You’ve probably seen the Alaska SeaLife Center’s mission statement focused on generating and sharing scientific knowledge to promote understanding and stewardship of Alaska’s marine ecosystems. Why then do some of our scientists travel all over the planet, including extreme places such as Antarctica, in pursuit of scientific knowledge?
Well, there are several good reasons:
Paradoxically, some Antarctic animals may be more accessible to us than animals in arctic waters. For example, in arctic open waters of the marginal ice zone, ice seals may be difficult to approach in small inflatables requiring expensive large vessel support.


In Antarctica, some southern ice seals like the Weddell seal (Leptonychotes weddellii) occupy regions covered by hard ice (as opposed to pack ice or marginal ice), and do not experience predators when hauled out on the ice. As a result, they are relatively easily approached and worked with. We can drive snowmobile or larger tracked vehicles over the ice to a reasonable proximity of seal haul-outs or rookeries (this does require a permit!):

Even when seals dive under the ice, we can quite literally walk or drive over the top of their heads. This ease of access also makes it comparably easy to deploy and retrieve telemetry devices that can log information about what the animals do while they dive well beyond our direct observational reach. After all, we can dive, but they can dive so much better. Weddell seals are some of the most capable divers in the animal kingdom: they can dive to depths in excess of 650 meters (2,000 ft) and remain submerged for over an hour.
This is what things look like under the sea ice:



The Isolated Hole: In Antarctica, we can study these animals using very unique experimental setups like the ‘isolated hole’ setup, and apply what we learn from these to other settings. The isolated hole setup is a classic experimental design: the annual sea ice near McMurdo is surveyed, and a large area is identified that does not have any cracks or holes in it, and a 1.5m diameter hole is drilled through it. Then a seal is captured in a nearby rookery and transported to the experimental site by sled. There it is released near the hole. The seal can now dive at will, but has to return to this hole as the sole breathing and in/out opportunity in range. Here too, we can literally walk on top of the seals head as it dives. We can work with the seal between each and every dive. We can put a small transparent dome over the hole and measure the seals breathing gases, conducting respirometry to determine metabolic rate. We have also placed small temporary catheters on these seals (for example into the extradural intervertebral vein), that allow us to draw a small venous blood sample from a seal after every dive. We can analyze these samples for blood gases or metabolites. The seals are so mellow, we can even reach into the hole and quickly detach or exchange small dive recorders temporarily attached to the seals back. After a few days, once the seal hauls out from diving and hunting for fish beneath the ice, it is transported back to the original capture location and released.

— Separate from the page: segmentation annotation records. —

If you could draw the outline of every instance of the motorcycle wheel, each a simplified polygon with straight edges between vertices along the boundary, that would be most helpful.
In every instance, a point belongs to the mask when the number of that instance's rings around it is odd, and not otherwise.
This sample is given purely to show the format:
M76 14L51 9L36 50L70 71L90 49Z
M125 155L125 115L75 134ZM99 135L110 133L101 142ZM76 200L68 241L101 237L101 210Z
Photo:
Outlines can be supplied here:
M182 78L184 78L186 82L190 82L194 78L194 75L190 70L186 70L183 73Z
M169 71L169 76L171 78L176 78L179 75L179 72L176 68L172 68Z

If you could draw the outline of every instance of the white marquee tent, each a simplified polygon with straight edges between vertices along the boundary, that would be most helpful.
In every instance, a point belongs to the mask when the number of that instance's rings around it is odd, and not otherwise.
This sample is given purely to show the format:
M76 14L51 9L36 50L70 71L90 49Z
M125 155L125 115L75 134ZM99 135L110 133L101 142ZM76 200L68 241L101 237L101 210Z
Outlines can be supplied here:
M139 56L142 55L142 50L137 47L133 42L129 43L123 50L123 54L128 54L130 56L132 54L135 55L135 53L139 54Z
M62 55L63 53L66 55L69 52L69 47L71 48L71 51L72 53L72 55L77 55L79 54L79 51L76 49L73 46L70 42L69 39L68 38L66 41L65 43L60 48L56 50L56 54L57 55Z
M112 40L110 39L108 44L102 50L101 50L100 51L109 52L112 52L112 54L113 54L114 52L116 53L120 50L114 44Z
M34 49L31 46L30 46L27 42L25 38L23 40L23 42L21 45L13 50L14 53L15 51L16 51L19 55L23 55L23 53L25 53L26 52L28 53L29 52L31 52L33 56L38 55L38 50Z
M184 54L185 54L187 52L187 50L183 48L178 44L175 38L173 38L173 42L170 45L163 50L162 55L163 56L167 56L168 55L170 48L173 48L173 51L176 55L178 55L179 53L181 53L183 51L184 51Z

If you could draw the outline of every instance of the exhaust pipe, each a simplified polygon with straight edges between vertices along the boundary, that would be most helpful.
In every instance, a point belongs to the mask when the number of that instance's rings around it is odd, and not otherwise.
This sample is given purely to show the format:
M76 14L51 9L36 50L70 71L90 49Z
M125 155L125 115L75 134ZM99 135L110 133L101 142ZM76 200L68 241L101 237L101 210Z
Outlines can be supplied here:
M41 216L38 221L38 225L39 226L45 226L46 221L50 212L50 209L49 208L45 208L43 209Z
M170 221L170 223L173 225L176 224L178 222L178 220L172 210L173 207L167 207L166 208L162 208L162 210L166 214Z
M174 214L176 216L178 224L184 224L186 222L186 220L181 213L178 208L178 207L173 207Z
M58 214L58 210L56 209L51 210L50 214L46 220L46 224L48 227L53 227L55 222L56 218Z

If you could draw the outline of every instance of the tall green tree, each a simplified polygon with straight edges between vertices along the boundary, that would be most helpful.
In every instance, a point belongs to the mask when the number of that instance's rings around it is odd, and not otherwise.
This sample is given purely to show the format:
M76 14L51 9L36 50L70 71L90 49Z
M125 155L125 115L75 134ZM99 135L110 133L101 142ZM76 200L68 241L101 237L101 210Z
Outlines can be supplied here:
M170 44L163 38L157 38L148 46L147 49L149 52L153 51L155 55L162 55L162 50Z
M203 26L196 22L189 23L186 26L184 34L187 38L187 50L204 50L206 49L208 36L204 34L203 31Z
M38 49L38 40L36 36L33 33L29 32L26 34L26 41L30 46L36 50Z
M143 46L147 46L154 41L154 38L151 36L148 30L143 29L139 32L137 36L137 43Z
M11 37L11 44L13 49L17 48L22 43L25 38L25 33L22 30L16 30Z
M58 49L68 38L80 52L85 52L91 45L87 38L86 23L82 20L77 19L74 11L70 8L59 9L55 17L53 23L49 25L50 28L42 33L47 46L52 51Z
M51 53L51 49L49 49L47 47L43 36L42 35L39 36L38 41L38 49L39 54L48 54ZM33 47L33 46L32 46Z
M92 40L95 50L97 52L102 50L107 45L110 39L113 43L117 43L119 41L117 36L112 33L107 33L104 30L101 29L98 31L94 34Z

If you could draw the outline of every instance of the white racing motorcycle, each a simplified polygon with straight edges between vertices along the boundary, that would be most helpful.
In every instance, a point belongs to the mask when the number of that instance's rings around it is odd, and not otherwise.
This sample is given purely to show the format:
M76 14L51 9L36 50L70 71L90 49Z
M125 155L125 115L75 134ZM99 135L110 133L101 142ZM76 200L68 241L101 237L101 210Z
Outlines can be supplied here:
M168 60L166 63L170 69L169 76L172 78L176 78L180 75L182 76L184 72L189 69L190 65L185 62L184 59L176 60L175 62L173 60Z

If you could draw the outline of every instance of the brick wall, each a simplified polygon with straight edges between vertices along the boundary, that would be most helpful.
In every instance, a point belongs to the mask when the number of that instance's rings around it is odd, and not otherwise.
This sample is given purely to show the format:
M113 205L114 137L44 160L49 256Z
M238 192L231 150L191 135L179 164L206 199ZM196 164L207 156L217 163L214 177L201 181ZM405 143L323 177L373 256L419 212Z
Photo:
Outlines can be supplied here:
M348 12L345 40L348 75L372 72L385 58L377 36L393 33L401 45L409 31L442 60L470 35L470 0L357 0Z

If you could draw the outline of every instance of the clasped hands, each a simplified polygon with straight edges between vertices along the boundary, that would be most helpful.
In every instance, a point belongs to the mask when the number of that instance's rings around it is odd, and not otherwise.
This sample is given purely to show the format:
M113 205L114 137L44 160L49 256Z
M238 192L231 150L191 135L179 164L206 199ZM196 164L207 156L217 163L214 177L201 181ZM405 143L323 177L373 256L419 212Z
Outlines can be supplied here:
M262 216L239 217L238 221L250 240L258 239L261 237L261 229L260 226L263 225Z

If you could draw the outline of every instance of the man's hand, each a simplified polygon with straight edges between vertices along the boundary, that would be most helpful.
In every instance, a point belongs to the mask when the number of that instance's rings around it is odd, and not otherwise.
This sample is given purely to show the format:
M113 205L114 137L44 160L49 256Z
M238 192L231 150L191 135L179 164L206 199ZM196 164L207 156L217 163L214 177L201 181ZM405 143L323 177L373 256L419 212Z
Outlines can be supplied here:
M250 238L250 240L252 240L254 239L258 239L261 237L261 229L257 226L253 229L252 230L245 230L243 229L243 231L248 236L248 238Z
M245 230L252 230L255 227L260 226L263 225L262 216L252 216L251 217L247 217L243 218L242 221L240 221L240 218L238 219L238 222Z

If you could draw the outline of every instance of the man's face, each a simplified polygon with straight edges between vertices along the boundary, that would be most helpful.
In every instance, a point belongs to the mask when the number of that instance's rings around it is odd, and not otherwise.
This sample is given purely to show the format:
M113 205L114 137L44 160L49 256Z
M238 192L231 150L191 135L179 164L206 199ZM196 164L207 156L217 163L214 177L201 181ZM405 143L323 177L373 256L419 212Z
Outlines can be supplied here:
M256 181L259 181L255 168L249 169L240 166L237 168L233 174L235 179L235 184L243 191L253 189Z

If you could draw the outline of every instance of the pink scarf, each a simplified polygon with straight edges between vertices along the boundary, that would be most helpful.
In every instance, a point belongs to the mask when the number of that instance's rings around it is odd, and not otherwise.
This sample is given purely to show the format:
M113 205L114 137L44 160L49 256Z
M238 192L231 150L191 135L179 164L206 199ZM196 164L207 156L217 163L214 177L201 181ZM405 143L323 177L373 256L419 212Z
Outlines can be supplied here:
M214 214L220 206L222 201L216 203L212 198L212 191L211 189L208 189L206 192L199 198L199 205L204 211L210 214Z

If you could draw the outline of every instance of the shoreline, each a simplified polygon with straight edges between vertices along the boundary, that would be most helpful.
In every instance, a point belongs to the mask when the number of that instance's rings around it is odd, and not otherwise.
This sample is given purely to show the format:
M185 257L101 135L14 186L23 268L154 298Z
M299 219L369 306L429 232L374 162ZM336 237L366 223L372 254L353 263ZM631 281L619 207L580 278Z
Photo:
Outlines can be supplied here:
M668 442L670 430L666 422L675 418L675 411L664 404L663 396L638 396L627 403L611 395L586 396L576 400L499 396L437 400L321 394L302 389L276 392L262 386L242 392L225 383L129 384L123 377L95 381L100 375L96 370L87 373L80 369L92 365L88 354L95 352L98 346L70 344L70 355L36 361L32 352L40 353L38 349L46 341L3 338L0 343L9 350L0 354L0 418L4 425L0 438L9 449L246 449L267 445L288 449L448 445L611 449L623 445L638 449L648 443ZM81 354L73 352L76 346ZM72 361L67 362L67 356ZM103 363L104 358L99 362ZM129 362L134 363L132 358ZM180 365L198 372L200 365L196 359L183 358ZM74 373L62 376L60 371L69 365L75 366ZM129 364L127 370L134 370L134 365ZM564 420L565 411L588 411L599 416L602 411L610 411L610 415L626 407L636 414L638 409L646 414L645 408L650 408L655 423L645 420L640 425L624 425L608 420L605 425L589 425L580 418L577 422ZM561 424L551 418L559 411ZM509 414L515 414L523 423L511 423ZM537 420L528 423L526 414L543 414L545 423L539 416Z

Noted pinniped physiologist Dr. Gerald L. Kooyman used this classic experimental design to experimentally determine what he called the ‘Aerobic Dive Limit’ or ADL in a free-diving seal. He defined the ADL as the dive duration associated with the onset of blood lactate accumulation, presumably resulting from anaerobic energy production following oxygen depletion in some tissue. Standby for a forthcoming blog entry on the ADL, and on what tricks of the trade allow diving, air-breathing vertebrates to perform such amazing feats, and what still limits such performance.
This classic isolated hole experimental design is unique, in that it combines many of the important characteristics of a controlled laboratory environment, with the less biased behavior and physiological response we get from an animal in the wild. The controlled aspect derives from our ability to collect data from and work with the animal between every single dive. The reduced bias comes from the fact that the animal can determine when, how deep and how long it will dive. In a laboratory simulation, even with animal holding tanks as large as our biggest at the ASLC (about 280,000 liters) an animal could never dive to hundreds of meters of depth. In the isolated hole setup we have observed dives to 500m depth and beyond, and easily for 30 – 50 minutes in duration.

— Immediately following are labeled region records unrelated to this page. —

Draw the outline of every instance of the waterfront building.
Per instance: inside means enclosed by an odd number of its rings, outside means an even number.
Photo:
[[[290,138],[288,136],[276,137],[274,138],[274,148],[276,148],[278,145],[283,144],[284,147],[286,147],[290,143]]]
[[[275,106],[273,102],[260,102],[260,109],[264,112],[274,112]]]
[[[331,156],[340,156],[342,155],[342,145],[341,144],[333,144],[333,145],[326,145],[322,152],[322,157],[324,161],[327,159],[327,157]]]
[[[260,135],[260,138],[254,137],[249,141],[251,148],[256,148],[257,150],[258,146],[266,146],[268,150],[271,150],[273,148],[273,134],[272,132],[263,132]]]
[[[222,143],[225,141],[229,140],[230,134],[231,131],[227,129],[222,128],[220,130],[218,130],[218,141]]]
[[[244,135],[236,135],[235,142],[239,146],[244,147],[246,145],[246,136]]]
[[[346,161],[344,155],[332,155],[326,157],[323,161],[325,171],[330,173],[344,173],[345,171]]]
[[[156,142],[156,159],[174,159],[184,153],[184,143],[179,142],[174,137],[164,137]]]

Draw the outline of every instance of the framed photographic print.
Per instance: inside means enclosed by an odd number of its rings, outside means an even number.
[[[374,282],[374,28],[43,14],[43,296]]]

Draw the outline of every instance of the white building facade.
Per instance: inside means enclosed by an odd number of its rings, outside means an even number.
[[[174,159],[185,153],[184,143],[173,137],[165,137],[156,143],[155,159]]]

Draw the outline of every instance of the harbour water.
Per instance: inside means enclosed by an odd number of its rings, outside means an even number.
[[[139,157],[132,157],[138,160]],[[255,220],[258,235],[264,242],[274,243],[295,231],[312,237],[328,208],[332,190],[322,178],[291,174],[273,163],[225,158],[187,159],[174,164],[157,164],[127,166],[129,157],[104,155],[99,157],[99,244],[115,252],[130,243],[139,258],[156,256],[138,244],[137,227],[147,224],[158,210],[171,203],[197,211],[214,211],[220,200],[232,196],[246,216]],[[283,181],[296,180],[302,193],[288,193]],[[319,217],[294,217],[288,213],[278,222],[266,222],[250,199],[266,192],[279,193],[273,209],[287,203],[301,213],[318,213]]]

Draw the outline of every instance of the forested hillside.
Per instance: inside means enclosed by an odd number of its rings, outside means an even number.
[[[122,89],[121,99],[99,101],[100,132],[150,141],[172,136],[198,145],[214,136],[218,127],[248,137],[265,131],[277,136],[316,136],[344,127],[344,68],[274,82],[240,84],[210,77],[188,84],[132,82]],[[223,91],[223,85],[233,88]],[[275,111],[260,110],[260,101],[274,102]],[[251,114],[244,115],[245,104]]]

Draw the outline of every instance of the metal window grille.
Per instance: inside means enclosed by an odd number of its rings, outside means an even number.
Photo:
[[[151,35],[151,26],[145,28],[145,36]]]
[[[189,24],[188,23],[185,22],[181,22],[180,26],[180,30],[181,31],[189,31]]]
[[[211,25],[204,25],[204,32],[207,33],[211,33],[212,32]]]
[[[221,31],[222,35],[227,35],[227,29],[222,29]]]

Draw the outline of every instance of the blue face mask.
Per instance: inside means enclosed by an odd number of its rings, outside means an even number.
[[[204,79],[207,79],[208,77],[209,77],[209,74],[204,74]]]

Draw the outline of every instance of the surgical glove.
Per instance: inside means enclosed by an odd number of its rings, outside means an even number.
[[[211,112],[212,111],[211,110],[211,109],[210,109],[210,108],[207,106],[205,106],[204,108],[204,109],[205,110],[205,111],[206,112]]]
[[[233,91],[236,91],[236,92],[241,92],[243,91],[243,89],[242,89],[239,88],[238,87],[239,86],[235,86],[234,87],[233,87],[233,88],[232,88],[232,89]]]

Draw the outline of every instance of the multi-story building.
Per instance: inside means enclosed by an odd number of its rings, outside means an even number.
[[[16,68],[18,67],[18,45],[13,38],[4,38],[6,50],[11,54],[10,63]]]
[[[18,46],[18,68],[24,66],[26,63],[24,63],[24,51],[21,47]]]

How cool is that? Well, if you want a very literal answer to that question, here is a link to a paper we published in 2015 in the journal Animal Biotelemetry, from the 2011-2012 Weddell seal study, with the title: Estimating total body heat dissipation in air and water from skin surface heat flux telemetry in Weddell seals. This Open Access article is freely downloadable.

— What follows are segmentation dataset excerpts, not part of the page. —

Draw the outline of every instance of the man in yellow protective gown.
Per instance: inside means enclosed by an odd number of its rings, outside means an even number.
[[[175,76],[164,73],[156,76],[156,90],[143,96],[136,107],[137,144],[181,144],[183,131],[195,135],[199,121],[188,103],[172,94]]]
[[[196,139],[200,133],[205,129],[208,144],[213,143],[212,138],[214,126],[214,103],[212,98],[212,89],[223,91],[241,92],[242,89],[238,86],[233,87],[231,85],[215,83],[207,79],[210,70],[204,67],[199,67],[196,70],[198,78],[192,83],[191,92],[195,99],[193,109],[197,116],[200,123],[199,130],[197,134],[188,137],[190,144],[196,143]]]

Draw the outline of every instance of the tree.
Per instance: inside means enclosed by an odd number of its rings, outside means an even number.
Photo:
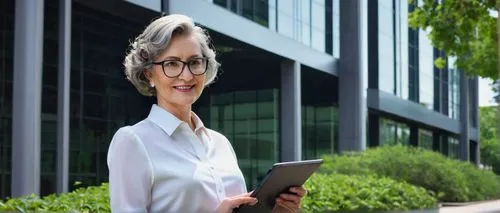
[[[409,14],[409,25],[428,30],[432,46],[447,56],[456,57],[458,69],[468,76],[499,78],[500,0],[409,1],[415,8]],[[497,17],[493,17],[491,11],[496,11]],[[434,64],[444,68],[446,61],[438,58]],[[498,91],[500,81],[496,83]],[[500,96],[497,95],[496,101],[500,103]],[[497,135],[500,135],[500,123],[497,125]]]

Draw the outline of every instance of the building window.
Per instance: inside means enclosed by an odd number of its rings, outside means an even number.
[[[448,156],[450,158],[459,158],[459,140],[456,137],[448,137]]]
[[[434,48],[429,38],[427,38],[427,34],[427,32],[419,30],[419,103],[429,110],[434,110]]]
[[[279,90],[207,94],[197,113],[231,142],[247,186],[255,187],[279,159]],[[209,99],[209,100],[208,100]]]
[[[213,3],[262,26],[269,26],[269,6],[271,2],[268,0],[213,0]]]
[[[404,123],[380,118],[381,145],[410,144],[410,127]]]
[[[301,69],[302,158],[320,158],[338,147],[338,81],[306,66]]]
[[[306,46],[339,54],[339,0],[213,0]]]
[[[460,119],[460,71],[455,67],[455,58],[448,58],[448,116]]]
[[[433,138],[431,131],[418,129],[418,146],[424,149],[432,150]]]
[[[334,106],[302,107],[302,158],[333,154],[338,141],[338,110]]]
[[[394,1],[378,2],[379,90],[396,94]]]
[[[10,196],[14,1],[0,1],[0,199]]]

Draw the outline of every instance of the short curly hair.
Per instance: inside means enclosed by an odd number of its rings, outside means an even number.
[[[201,53],[208,57],[204,86],[213,82],[220,64],[215,60],[215,50],[210,47],[208,32],[196,26],[185,15],[168,15],[151,22],[144,31],[130,44],[123,65],[127,79],[145,96],[156,96],[156,89],[151,87],[144,72],[152,67],[153,60],[167,48],[170,39],[177,35],[193,35],[200,43]]]

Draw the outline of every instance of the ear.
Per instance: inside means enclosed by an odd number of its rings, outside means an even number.
[[[151,73],[151,70],[144,70],[144,71],[142,72],[142,74],[143,74],[144,76],[146,76],[146,79],[148,79],[148,81],[149,81],[150,83],[152,83],[152,81],[153,81],[153,73]]]

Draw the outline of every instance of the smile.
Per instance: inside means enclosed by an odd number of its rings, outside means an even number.
[[[174,86],[174,89],[180,92],[189,92],[194,88],[194,85],[179,85],[179,86]]]

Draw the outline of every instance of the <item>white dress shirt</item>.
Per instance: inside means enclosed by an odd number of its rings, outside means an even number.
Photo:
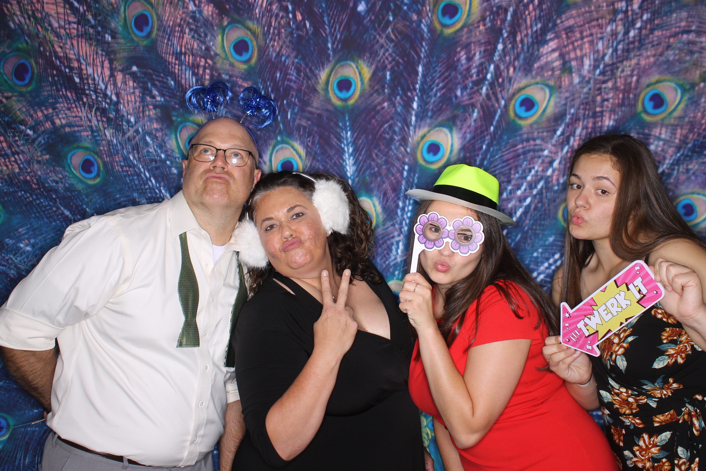
[[[198,281],[201,346],[176,348],[186,232]],[[213,247],[180,191],[70,226],[0,308],[0,345],[61,354],[49,426],[95,451],[144,465],[194,464],[237,400],[224,366],[238,291],[233,239]]]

Now that you know why we go to Antarctica for our research, I’ll be honest and let you know about another reason: it’s one of the most amazing places on earth, and one of the few or maybe even the only place where one might get a feeling for what it could be like to be on a completely different planet. We’ll finish this blog entry with an amazing video created by Henry Kaiser while diving under Antarctic ice as part of our project in 2012. This lengthy, but incredibly spectacular video also features some of Henry’s own music, as well as natural vocalizations by Weddell seals.
This video and soundtrack were created by Henry Kaiser, on assignment to the B470 research team under NSF award 1043779. Filmed on multiple locations in McMurdo Sound, Antarctica. Though no research activities are shown, all research by team B470 was conducted under Antarctic Conservation Act permit #2012-003 and Marine Mammal Protection Act NMFS permit #15748.